In So Many Words is a timely chat with an ophthalmic industry thought leader.
Zac Denning has spent the past 19 years with nutraceutical company ScienceBased Health, where he serves as product science specialist and project manager. In this interview, he provides perspective on the past, present and future of the company, and of the nutraceutical field.
Ophthalmology Management: You joined ScienceBased Health in 1999, two years after the company’s founding. What did the ophthalmic community think of nutraceuticals/nutritional supplements then, and how does it view them now?
Mr. Denning: This has changed a lot. Before SBH started, supplements were not part of clinical practice in eye care. Demand for supplements was exploding but patients were basically ‘left alone in the wilderness.’ There would be hundreds of bottles of supplements at the grocery store, and, without physician guidance, patients often made poor choices.
As the first eye supplement company, SBH was founded with the goal of bringing nutritional supplements into the medical realm, by providing evidence-based formulations that eye doctors could trust.
When results from the AREDS clinical trial were released in 2000, the opinion of doctors towards supplements was further changed. We were the first to bring a product to market based on this study. Supplements are now well accepted by the eye care community.
OM: How is research conducted on nutraceuticals, and their effect on patients?
Mr. Denning: Supplement studies use the exact same tools used for testing drugs or medical devices, such as double-masked, randomized, clinical trials. The difference here is that supplements are fundamentally different from pharmaceuticals, which are designed as a single action agent.
A nutrient like zinc is multi-factorial and is involved in hundreds of reactions in the body — and the effects are often more subtle. This makes it more of a challenge to study supplements, and to address that we’ve designed rigorous parameters for testing SBH’s products. An example of this was the 2013 HydroEye trial, published in Cornea, which examined HydroEye’s effect on dry eye in postmenopausal women. In that study, John Sheppard, MD, and Stephen Pflugfelder, MD, found the formula helped improve ocular irritation symptoms, suppress inflammatory markers and maintain corneal smoothness when compared with placebo.1
In addition, just published in the March issue of Acta Ophthalmologica is a study that examined the effects of our optic nerve formula antioxidant supplement on measurements of ocular blood flow.2
OM: Are there plans to change any of SBH’s product formulas or develop new ones?
Mr. Denning: We’re looking at new product areas but focusing more on product improvements. SBH has updated its multivitamin and macular products six times in the last eight years, to better reflect the most compelling scientific research available. We look for prospective evidence whenever possible, like a large-scale clinical trial that shows a clinically meaningful benefit for patients. For example, we updated our macular and multiformulas after an NEI-sponsored study suggested that three B vitamins — B6, B12 and folate — may significantly reduce AMD risk in women.3
OM: How do you think your market will change in the near future?
Mr. Denning: Just like eye care in general, I think you will see larger pharmaceutical or device companies buying supplement companies. SBH is privately owned so we can focus on scientific innovation, product development and doctor education.
Outside of the business area, I think we will see growing interest in antioxidants as an eye health adjunct, since oxidative stress appears to contribute to numerous eye conditions.

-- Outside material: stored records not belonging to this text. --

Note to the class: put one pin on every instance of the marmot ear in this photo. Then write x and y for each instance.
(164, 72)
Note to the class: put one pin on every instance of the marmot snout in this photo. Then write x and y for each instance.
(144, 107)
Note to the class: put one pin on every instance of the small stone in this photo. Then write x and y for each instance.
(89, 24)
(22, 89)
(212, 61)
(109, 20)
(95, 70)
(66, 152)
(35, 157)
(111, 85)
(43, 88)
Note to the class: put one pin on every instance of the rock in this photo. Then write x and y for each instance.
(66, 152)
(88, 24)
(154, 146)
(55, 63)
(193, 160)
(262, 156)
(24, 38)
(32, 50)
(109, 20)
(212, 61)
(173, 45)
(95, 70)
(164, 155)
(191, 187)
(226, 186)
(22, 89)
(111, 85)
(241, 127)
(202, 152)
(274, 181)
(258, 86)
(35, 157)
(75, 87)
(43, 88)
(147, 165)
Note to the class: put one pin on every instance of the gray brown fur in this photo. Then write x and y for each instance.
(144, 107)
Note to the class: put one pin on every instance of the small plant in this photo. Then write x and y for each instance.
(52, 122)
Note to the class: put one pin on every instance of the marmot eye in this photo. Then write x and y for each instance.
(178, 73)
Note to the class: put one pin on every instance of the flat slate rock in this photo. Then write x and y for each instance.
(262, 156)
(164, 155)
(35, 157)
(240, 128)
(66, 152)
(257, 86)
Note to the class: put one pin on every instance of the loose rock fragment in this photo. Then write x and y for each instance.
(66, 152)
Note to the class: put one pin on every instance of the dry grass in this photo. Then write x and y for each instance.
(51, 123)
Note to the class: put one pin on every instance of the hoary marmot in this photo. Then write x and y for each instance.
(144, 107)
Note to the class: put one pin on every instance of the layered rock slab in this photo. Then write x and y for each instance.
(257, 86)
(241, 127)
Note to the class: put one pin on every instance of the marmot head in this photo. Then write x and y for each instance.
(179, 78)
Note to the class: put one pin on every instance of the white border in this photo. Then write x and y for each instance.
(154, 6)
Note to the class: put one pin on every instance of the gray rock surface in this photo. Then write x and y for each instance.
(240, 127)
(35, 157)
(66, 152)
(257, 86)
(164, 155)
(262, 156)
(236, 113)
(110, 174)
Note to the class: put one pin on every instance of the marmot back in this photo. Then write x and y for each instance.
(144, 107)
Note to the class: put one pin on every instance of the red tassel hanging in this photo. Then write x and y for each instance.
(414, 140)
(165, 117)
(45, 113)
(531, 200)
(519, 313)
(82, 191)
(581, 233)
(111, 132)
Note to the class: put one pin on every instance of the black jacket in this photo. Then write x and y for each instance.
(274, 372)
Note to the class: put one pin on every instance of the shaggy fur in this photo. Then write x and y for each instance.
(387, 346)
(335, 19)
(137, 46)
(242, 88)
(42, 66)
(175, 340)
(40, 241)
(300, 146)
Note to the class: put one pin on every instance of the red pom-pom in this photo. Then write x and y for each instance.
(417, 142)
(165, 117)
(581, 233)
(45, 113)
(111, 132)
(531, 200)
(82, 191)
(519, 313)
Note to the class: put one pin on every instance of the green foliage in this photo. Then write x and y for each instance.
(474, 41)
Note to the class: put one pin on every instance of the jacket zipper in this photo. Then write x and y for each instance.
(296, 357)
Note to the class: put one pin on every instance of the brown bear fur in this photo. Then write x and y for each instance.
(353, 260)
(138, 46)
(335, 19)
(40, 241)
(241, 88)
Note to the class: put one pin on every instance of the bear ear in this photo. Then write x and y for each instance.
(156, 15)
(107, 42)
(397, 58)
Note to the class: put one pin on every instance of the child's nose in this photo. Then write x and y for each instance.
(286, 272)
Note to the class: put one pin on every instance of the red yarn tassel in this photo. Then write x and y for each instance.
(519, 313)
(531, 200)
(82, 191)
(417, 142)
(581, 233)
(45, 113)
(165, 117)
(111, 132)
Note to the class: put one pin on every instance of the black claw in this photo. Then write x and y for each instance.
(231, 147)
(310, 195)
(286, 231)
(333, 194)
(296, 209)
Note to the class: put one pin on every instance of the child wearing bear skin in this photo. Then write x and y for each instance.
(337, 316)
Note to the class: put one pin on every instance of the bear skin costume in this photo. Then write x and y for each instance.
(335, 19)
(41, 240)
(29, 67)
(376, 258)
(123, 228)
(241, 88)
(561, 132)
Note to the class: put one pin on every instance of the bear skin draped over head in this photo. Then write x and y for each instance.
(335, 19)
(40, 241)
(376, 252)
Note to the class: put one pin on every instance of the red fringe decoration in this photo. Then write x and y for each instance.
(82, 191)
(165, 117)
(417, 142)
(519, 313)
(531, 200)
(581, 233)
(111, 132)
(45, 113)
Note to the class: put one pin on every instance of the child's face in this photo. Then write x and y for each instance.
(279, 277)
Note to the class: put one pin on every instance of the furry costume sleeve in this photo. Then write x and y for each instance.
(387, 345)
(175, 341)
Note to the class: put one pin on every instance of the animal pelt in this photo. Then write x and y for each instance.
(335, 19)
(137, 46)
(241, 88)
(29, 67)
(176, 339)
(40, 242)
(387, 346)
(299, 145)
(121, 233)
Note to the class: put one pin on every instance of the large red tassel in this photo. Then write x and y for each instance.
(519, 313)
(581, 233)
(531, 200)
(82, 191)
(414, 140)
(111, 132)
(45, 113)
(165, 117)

I think there will also be more interest in the role of epigenetics or how certain gene functions can be turned on or off, since the building blocks for regulating gene expression come from nutrients like B vitamins.
Supplements will never replace standard treatments, but, in general, you can expect the role of supplements to become more integral to eye care as time goes on.
OM: Nutraceuticals can be expensive — what would it take to lower their prices?
Mr. Denning: There is always a balance to providing something that is clinically meaningful and something that a patient can afford. If you look down your supermarket aisles, you’ll find very cheap supplements that may offer token levels of nutrients but are basically ‘window dressing’ for the label — they are unlikely to do anything meaningful for your health. So, the cheapest options usually offer a terrible value to the patient.
We’re aware of the effect pricing can have on patients, as people who must choose between a supplement and paying their electrical bill are less likely to follow through on compliance.
Compared to other doctor-dispensed products, our products are always among the lowest in price — while still offering meaningful levels of nutrients. We accept very low margins on our products, so we can deliver as much value as we can to patients. OM
REFERENCES
- Sheppard, Jr. JD, Singh R, McClellan AJ, et al. Long-term supplementation with n-6 and n-3 PUFAs improves moderate-to-severe keratoconjunctivitis sicca: A randomized double-blind clinical trial. Cornea. 2013; 10:1297-1304.
- Harris A, Gross J, Moore N, et al. The effects of antioxidants on ocular blood flow in patients with glaucoma. Acta Ophthalmol. 2017; DOI:10.1111/aos.13530. e237-e241.
- Christen WG, Gleynn RJ, Chew EY, Manson JE. Folic acid plus B-vitamins and age-related macular degeneration in a randomized trial in women. Invest Ophthalmol Vis Sci. 2007; 13:1152.